Соседний дом, где жила пани Рогожова, принадлежал вдове директора школы. В мансарде в нескольких шкафах помещалась не одна тысяча книг из школьной библиотеки, главным образом для молодежи. После молниеносной победы немцев страну парализовало. Обычно учеба в школах возобновлялась 1 сентября. Но шел уже ноябрь, а школы только начали оживать. Многие вопросы оставались без ответа. Например, какова будет судьба книг на польском языке? Будут ли они подвергнуты цензуре? На всякий случай их держали в шкафах — к моей великой радости.
Я принимался за чтение сразу же по возвращении из школы и читал до сумерек, которые в ноябре начинались около четырех, а при хмурой погоде — и в два. Потом зажигали керосиновую лампу. Я читал, с перерывом на ужин, до самого сна. Читал не под лампой, а поодаль, на краю светового круга. Керосиновая лампа предназначалась женщинам, которые занимались готовкой на кухне, у печи. Рядом со мной толклись шестеро взрослых и пятеро детей в возрасте от года до четырех лет, но я ни на кого не обращал внимания. Благодаря книгам я чувствовал себя владыкой мира. И однажды вдруг ослеп.
До сих пор не знаю, что со мной случилось. В Боженчине мысль о враче, тем более о враче-специалисте, казалась тогда настолько абсурдной, что никому и в голову не приходила. В радиусе шестидесяти километров не было ни одного врача. Я лежал неподвижно, мать меняла мне на глазах компрессы с ромашкой. Так я пролежал несколько дней, и слепота наконец начала постепенно отступать. Пришла весна, мир казался мне уже не таким скверным, и я забыл об этой напасти. Через три года, уже в Кракове, мать заметила, что я плохо вижу. Она пошла со мной в «соцстрах», кажется, на улице Батория. В результате проверки оказалось, что за последние три года зрение у меня ухудшилось — так появились первые в моей жизни очки.
Даже сегодня каждый поляк знает, что лечение по страховке доставляет больше хлопот, чем платное. К тому же шла война. Мать с большим трудом раздобыла для меня очки — конечно, еще довоенные: в роговой оправе, круглые и топорные.
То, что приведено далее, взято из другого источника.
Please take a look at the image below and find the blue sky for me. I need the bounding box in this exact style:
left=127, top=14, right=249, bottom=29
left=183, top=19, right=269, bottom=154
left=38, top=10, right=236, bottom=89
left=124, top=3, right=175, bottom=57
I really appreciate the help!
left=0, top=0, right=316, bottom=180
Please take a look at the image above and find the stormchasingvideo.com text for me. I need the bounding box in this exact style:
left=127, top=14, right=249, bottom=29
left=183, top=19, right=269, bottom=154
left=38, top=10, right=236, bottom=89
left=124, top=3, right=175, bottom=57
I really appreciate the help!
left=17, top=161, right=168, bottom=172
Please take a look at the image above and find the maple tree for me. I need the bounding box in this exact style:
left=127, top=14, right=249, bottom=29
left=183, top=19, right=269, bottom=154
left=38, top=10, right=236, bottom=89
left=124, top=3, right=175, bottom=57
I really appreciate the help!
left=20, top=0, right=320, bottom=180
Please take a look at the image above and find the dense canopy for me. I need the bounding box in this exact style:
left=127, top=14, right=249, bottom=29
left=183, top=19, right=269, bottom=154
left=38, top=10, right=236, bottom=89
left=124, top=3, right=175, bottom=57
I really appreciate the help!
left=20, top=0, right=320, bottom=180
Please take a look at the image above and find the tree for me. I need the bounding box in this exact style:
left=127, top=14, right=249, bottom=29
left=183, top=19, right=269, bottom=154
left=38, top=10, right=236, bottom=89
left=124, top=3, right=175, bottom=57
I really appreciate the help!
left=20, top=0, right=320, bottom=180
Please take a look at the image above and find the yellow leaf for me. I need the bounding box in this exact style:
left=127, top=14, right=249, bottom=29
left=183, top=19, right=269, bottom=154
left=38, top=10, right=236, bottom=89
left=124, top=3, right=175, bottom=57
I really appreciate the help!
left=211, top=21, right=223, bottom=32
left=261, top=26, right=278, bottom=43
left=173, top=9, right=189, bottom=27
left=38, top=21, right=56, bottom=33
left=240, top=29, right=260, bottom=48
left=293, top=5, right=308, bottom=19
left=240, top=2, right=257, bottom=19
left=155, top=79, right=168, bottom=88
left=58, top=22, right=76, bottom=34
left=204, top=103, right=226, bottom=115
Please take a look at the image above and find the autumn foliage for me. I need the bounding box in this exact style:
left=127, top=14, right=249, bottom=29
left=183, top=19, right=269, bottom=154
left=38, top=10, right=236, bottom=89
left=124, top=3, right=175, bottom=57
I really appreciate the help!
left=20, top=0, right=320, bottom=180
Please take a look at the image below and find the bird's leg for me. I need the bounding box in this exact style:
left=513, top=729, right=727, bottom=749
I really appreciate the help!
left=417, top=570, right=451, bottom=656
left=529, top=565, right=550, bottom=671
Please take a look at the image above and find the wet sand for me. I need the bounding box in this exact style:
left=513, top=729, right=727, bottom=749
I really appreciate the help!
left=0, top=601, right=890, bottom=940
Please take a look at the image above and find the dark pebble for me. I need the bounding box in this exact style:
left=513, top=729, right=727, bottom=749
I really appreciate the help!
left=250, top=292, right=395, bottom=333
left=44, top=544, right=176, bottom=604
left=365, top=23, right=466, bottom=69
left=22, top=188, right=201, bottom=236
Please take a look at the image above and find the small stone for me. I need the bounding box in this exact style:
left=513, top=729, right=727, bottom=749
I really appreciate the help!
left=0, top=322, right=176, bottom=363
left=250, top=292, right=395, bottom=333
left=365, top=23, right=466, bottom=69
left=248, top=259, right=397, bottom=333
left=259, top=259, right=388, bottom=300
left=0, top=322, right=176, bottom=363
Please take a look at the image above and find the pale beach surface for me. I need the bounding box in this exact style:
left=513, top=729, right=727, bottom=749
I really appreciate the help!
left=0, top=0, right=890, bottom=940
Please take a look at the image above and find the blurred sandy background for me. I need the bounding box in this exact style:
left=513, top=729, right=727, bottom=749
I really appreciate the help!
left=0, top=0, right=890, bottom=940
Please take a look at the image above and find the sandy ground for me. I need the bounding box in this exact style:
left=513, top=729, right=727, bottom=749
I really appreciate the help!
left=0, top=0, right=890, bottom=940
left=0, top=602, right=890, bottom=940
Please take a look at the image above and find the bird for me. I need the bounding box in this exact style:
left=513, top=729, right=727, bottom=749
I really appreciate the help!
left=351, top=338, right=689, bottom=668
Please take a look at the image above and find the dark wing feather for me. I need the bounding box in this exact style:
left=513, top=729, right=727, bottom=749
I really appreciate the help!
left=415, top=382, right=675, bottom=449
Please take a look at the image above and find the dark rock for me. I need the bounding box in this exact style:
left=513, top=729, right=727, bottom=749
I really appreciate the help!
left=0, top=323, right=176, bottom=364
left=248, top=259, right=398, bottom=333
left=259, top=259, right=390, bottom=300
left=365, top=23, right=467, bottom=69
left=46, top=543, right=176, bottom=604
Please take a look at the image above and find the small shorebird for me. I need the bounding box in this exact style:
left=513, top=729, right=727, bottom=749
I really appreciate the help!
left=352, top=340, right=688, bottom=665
Других просто не было. Война длилась еще три года, но даже после войны, с приходом социализма, «временные трудности» в Польше затянулись очень надолго. Я рос, а очки по-прежнему сохраняли детский размер. Потом оправа сломалась, и я склеил ее «гансопластырем» (таких немецко-польских словечек ходило в те годы немало). Нормальные очки появились у меня, когда мне уже стукнуло двадцать один и я стал более везучим. Пишу об этом, чтобы напомнить, как трудно — порой на грани нищеты — мы тогда жили.